St. Louis-based public art producer Counterpublic is debuting a new sort of gathering this weekend.
The Circus of Life festival will feature a wide range of participants, including musicians, authors and politically outspoken puppeteers.
Inside the Big Top’s main venue and scattered around its grounds, festival attendees will have chances to hear a conversation between writer Roxane Gay and artist Chloë Bass, groove to a live set by the Kendrick Smith Quartet and learn about the history of magic in a workshop by feminist art collective Hilma’s Ghost.
The three-day event begins Friday evening. No tickets are required, though Counterpublic invites donations.
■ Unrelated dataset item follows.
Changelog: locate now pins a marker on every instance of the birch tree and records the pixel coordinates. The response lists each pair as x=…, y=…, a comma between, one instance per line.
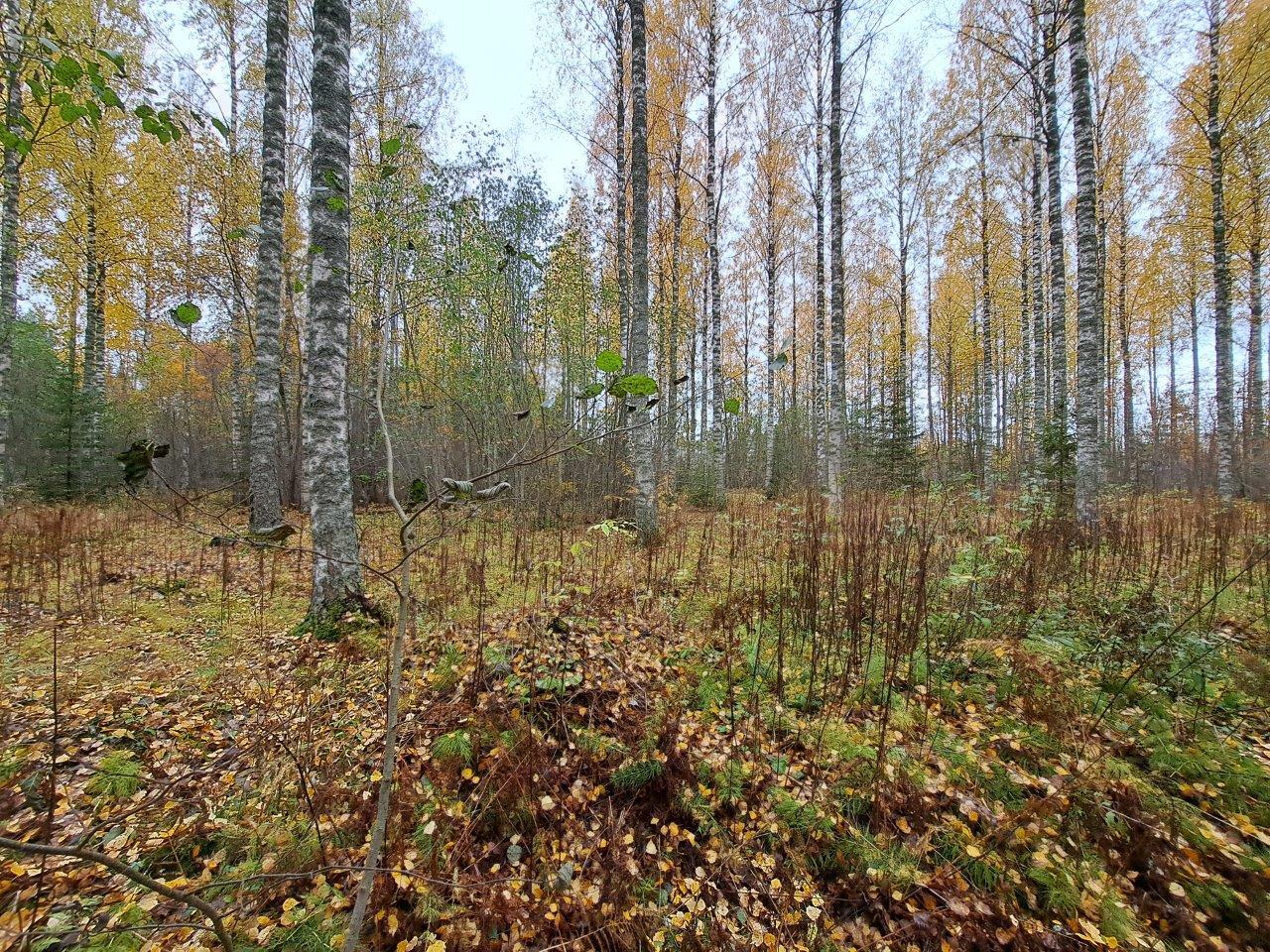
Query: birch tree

Organizers hope attendees will learn, discuss and suggest new ways of using art to push for social change. The eclectic mix of performances, discussions and workshops is inspired by the variety of acts a circus visitor may encounter.
“The circus is also a place where you expect weird things to happen,” said organizer Laura Raicovich, a New York-based curator. “One of the enduring challenges of presenting contemporary art is that sometimes it's kind of weird. People can get intimidated by that, rather than kind of being willing to go along with the weirdness and kind of seeing where it leads.”
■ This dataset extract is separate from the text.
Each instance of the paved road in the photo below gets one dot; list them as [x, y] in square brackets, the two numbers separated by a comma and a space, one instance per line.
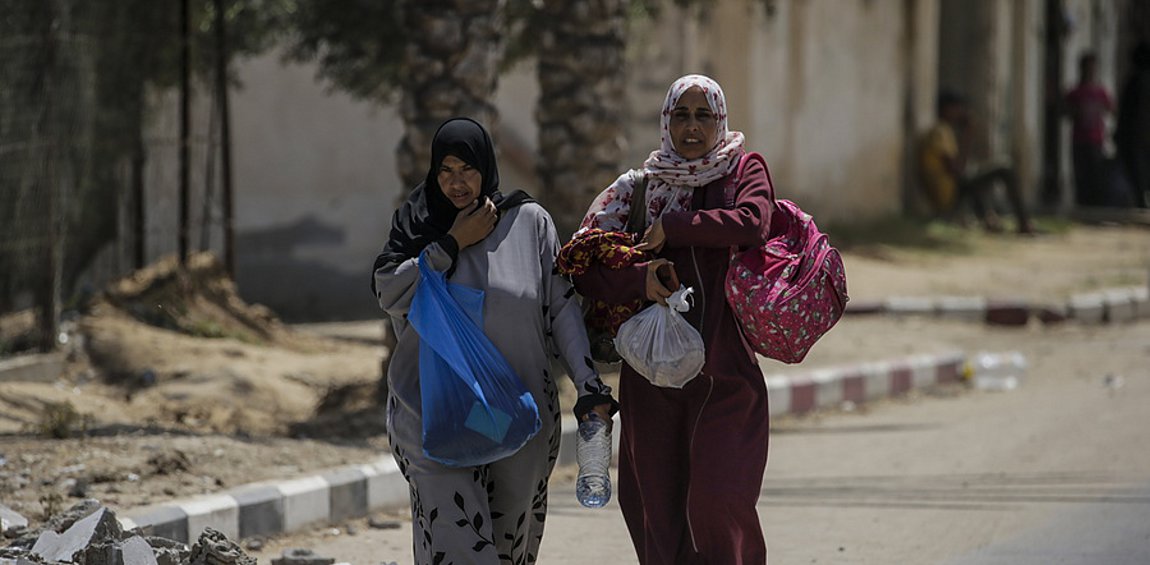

Other key planners include four visiting curators, known as ringleaders: Kenneth Bailey, Galen Gritts, Nontsikelelo Mutiti and Jeanne van Heeswijk.
Additional attractions include a workshop in the circus arts led by Circus Harmony, performances by Bread & Puppet Theater and a Sunday morning parade from the Big Top to Counterpublic’s nearby administrative offices for a community meal and open discussion.
Circus of Life will also feature traditional carnival booths given a fresh spin by artists.
“The goal is to have people show up, be delighted, be inspired and walk away with real tools and resources they can apply to their daily lives to push change forward,” said Counterpublic Deputy Director Kristen Fleischman Brewer, formerly of the Pulitzer Arts Foundation.
“Art has the possibility to make things different, to further generational change, and we hope to challenge people's perceptions of what art can do,” Brewer added.
The three-day convening is a new venture for Counterpublic, whose leaders are also planning the next iteration of its triennial public art exhibition, scheduled for September 2026. The organization, which grew out of a program produced by the Luminary art gallery on Cherokee Street before becoming an independent nonprofit organization, has been busy lately.
Counterpublic recently realized its years-long goal to facilitate the purchase and return of Sugarloaf Mound to the Osage Nation. The organization also started a partnership with the International Institute of St. Louis. Counterpublic moved its administrative offices to Grand Center in August, after buying the home of the late Stanley Jones, a noted booster of the arts in St. Louis who died last year. The handsome building sits across the street from the Contemporary Art Museum St. Louis.